Issues. Accounting method changes for federal income tax purposes require IRS’s permission. The new standards raise a number of substantive and procedural issues for IRS, including whether the new standards are permissible methods of accounting for federal income tax purposes, the types of accounting method change requests that will result from adopting the new standards, and whether the current procedures for obtaining IRS consent to change a method of accounting are adequate to accommodate those requests.

Input sought. Adoption of the new standards may create or increase differences between financial accounting and tax accounting rules.As a result, the Treasury Department and IRS are considering whether to issue guidance on the new standards and have requested public comments on the scope, substance, and form of guidance needed.

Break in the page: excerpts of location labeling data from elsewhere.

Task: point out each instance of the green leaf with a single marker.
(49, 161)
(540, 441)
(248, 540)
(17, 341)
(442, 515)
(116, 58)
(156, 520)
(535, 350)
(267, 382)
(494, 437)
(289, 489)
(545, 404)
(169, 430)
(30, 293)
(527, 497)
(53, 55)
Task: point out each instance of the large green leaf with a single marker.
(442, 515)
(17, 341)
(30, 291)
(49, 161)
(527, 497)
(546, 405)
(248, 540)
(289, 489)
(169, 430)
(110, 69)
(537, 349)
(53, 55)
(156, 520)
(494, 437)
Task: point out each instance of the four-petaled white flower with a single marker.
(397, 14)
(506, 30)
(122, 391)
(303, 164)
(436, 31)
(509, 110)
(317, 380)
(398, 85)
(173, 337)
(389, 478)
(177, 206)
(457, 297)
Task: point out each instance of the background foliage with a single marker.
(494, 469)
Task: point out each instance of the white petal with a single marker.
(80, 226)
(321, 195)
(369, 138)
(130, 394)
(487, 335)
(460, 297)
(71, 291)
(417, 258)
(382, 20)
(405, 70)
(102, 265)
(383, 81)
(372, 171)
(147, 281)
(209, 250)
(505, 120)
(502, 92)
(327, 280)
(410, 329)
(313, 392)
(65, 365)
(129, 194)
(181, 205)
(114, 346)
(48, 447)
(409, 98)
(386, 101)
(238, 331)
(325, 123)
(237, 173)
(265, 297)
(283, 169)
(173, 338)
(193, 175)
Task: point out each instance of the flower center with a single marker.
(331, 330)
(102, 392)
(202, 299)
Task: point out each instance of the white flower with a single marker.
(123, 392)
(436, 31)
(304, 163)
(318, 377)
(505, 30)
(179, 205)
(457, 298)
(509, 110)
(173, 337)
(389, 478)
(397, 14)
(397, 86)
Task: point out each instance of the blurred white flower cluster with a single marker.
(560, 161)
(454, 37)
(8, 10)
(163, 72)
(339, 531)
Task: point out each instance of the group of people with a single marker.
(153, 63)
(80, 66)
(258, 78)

Comments are requested on issues of conformity between the new standards and the Code, specifically on:

1. the extent to which the new standards deviate from the requirements of Code Sec. 451 and how they may affect deferral of income;
2. industry and/or transaction-specific issues that may arise as a result of the new standards and that might be addressed in future guidance;
3. types of changes in methods of accounting that taxpayers anticipate requesting;
4. whether taxpayers anticipate requesting changes in methods of accounting prior to the effective dates of the new standards;
5. whether taxpayers should be required to use the automatic consent accounting method change procedures or the advance consent procedures to request permission to change a method of accounting under the new standards, and why;
6. which accounting method changes under the new standards, if any, should be allowed using a cut-off method instead of a Code Sec. 481(a) adjustment, and why;
7. whether advance or automatic consent procedures or other procedural guidance will need to be modified and if so, how;
8. what transition procedures may be helpful; and
9. what related accounting method changes taxpayers anticipate requesting that may appropriately be made on a single Form 3115, Application for Change in Accounting Method.

IRS requested that comments be submitted by Sept. 16, 2015.

References: For accounting method changes, see FTC 2d/FIN ¶  G-2100  et seq.; United States Tax Reporter ¶  4464.21; TaxDesk ¶  442,400  et seq.; TG ¶  6300  et seq.